The article is not a cut by cut build, but does provide a lot a detail around the Meyer arrangement.

Steve


----------



## Dan Rowe (Oct 18, 2010)

Steve,
In later editions of Elements of Machine Design by W.C. Unwin the Meyer gear coverage is in Volume II. I just checked my 1902 edition and he uses a modifyed Zeuner diagram to explain the valve.

Coverage of Meyer gear is also found in Slide Valve Gears by F. A. Halsey. This text uses a Bilgram diagram to to explain the design concepts. If you have no experience with a Bilgram diagram the same book covers how to use one.

Dan


----------



## Steve_Withnell (Oct 22, 2010)

Thanks Dan. I have a copy of the Unwin books (thanks to abe.co.uk) but the various diagrams is beyond me at the minute.  I need to free up some head space before I have ago at understanding the steam theory.

Steve


----------



## Steve_Withnell (May 22, 2011)

[ame]http://www.youtube.com/watch?v=R6rgZ-7Y3t8[/ame]

Everything up and running, complete with knocking on cranshaft bearing!

Steve


----------



## nfk (May 22, 2011)

Congratulations!
It looks neat and sounds amazing!
Beautiful work!

Norberto


----------



## Steve_Withnell (May 22, 2011)

Thanks

It will sound a bit better when I've sorted the crankshaft bearing and there is a hiss of steam ;D

Steve


----------



## cfellows (Jun 19, 2011)

Very nice, Steve, I've always loved the Victoria. Do they all have two valve rods and two eccentics? Is that for reverse?

Chuck


----------



## don-tucker (Jun 20, 2011)

I second that Steve, a lovely job
Don


----------



## Steve_Withnell (Sep 1, 2011)

Hi Chuck,

The Victoria uses a standard slide valve, I've developed that to include a Meyer expansion valve. The "shapely lady" lubricator is my design copied from an engine my Great Grandfather built, sometime earlier than 1912. I have both engines on my shelf now 

I'm started on the Whittle V8 now, but distracted by the build of a Stuart water pump so I can power up a boiler!.
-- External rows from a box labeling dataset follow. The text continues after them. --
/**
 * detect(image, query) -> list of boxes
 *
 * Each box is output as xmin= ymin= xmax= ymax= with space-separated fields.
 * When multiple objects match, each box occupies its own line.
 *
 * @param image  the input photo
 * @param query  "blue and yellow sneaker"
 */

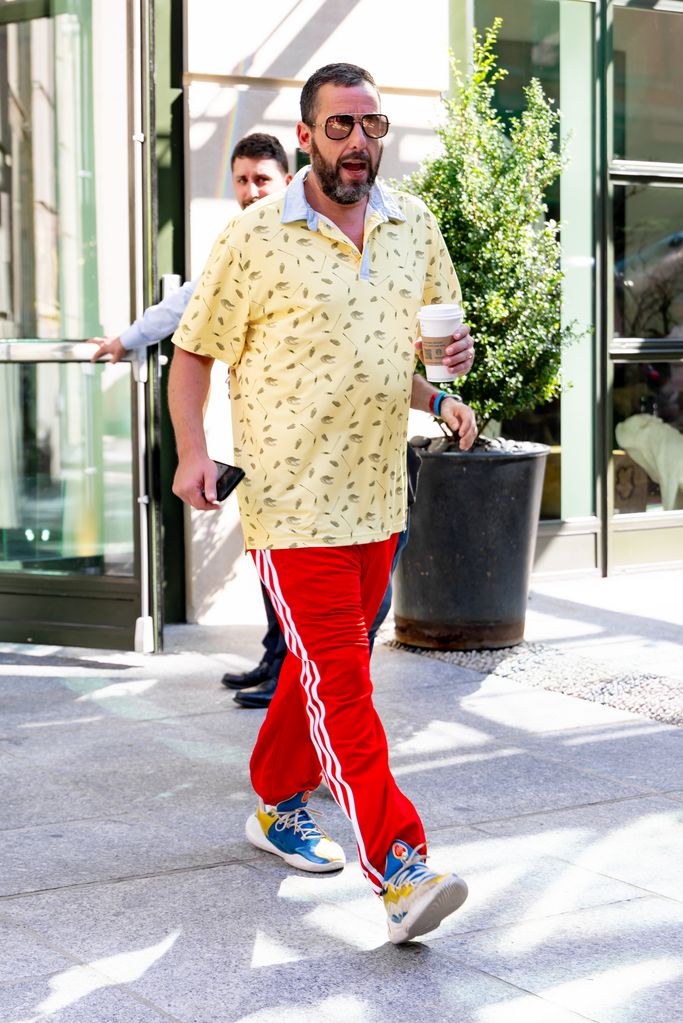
xmin=382 ymin=840 xmax=467 ymax=945
xmin=245 ymin=792 xmax=347 ymax=874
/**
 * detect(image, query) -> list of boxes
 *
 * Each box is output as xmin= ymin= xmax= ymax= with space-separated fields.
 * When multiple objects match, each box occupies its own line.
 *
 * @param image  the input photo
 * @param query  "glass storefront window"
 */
xmin=613 ymin=183 xmax=683 ymax=339
xmin=0 ymin=363 xmax=134 ymax=576
xmin=613 ymin=362 xmax=683 ymax=515
xmin=613 ymin=7 xmax=683 ymax=163
xmin=0 ymin=0 xmax=132 ymax=340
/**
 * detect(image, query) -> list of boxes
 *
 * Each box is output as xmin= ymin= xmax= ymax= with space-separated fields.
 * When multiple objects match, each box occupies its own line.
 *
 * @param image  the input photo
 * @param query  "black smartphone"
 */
xmin=214 ymin=458 xmax=244 ymax=501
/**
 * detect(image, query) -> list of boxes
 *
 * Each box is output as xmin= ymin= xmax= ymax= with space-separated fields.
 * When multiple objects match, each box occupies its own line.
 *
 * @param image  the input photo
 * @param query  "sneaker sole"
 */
xmin=244 ymin=813 xmax=346 ymax=874
xmin=389 ymin=875 xmax=467 ymax=945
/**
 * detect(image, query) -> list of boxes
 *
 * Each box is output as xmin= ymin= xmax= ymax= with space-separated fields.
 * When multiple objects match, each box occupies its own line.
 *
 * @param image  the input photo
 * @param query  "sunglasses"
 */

The Victoria build is blogged here - http://stevewithnell.wordpress.com/

My Whittle attempt (a bit like an attempt on Everest!) is blogged here:

http://whittlev8.wordpress.com/

Steve


----------



## Ken I (Sep 2, 2011)

Beautiful build Steve, I want to do something like that in the future as my modeling improves (hopefully).

Ken


----------



## rake60 (Sep 2, 2011)

Very Nice Steve!  :bow:

Rick


----------